Visual perception is a complex and dynamic process that plays a crucial role in how we perceive and interact with the world. The eyes move in a sequence of saccades and fixations, actively modulating perception by moving different parts of the visual world into focus. Eye movement behavior can therefore offer rich insights into the underlying cognitive mechanisms and decision processes. Computational models in combination with a rigorous statistical framework are critical for advancing our understanding in this field, facilitating the testing of theory-driven predictions and accounting for observed data. In this thesis, I investigate eye movement behavior through the development of two mechanistic, generative, and theory-driven models. The first model is based on experimental research regarding the distribution of attention, particularly around the time of a saccade, and explains statistical characteristics of scan paths.
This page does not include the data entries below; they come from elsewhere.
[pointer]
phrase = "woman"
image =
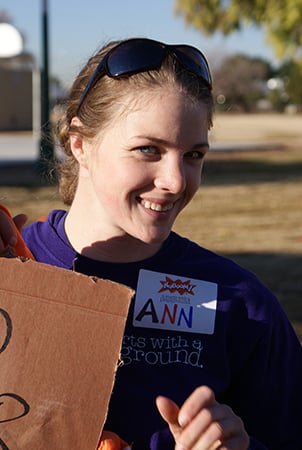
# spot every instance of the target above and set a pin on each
(204, 339)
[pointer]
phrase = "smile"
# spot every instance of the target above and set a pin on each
(156, 206)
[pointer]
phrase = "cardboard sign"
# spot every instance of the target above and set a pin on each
(60, 340)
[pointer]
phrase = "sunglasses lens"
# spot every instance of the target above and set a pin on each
(134, 56)
(194, 61)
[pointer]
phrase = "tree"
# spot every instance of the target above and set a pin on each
(240, 81)
(281, 20)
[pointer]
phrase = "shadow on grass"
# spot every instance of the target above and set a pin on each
(282, 273)
(237, 171)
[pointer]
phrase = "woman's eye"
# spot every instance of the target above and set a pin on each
(148, 150)
(195, 154)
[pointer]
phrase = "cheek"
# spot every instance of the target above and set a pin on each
(193, 180)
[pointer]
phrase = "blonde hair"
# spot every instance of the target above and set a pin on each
(100, 106)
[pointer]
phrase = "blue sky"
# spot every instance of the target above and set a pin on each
(78, 27)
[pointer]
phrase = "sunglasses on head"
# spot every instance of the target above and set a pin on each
(141, 55)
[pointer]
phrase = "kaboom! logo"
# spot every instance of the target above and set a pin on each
(182, 287)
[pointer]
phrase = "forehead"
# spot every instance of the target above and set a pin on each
(170, 115)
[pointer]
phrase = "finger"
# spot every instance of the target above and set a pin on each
(7, 230)
(20, 221)
(202, 397)
(224, 431)
(169, 412)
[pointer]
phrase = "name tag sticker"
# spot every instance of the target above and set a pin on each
(172, 302)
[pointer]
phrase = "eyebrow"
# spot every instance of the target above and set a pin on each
(164, 142)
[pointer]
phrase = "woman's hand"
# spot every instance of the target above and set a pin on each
(9, 227)
(202, 423)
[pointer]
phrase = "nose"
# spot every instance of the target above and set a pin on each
(171, 175)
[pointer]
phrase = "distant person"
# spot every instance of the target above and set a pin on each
(210, 359)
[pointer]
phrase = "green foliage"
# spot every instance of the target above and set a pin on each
(281, 19)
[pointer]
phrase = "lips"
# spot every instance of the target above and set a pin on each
(158, 207)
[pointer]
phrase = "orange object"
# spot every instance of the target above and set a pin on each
(20, 249)
(111, 441)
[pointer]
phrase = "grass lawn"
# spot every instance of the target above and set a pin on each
(248, 207)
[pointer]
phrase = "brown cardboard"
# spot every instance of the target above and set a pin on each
(60, 338)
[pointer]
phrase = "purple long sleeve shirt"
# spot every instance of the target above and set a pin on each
(197, 319)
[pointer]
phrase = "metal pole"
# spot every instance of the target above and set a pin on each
(46, 154)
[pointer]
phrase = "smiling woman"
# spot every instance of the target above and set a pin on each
(135, 139)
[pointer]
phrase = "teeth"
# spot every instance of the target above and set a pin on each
(155, 206)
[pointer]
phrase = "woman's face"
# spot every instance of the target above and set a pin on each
(146, 166)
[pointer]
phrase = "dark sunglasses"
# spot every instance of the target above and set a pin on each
(141, 55)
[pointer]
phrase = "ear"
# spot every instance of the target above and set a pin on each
(77, 143)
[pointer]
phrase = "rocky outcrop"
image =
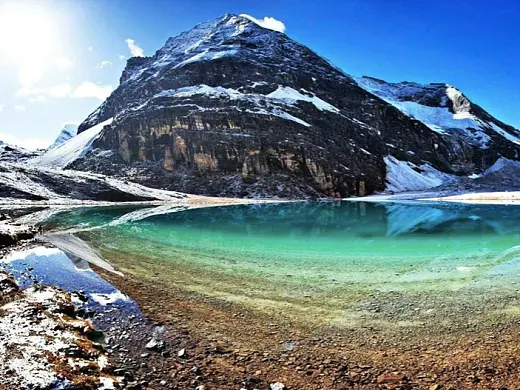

The second model implements a self-avoiding random walk within a confining potential to represent the microscopic fixational drift, which is present even while the eye is at rest, and investigates the relationship to microsaccades. Both models are implemented in a likelihood-based framework, which supports the use of data assimilation methods to perform Bayesian parameter inference at the level of individual participants, analyses of the marginal posteriors of the interpretable parameters, model comparisons, and posterior predictive checks. The application of these methods enables a thorough investigation of individual variability in the space of parameters. Results show that dynamical modeling and the data assimilation framework are highly suitable for eye movement research and, more generally, for cognitive modeling.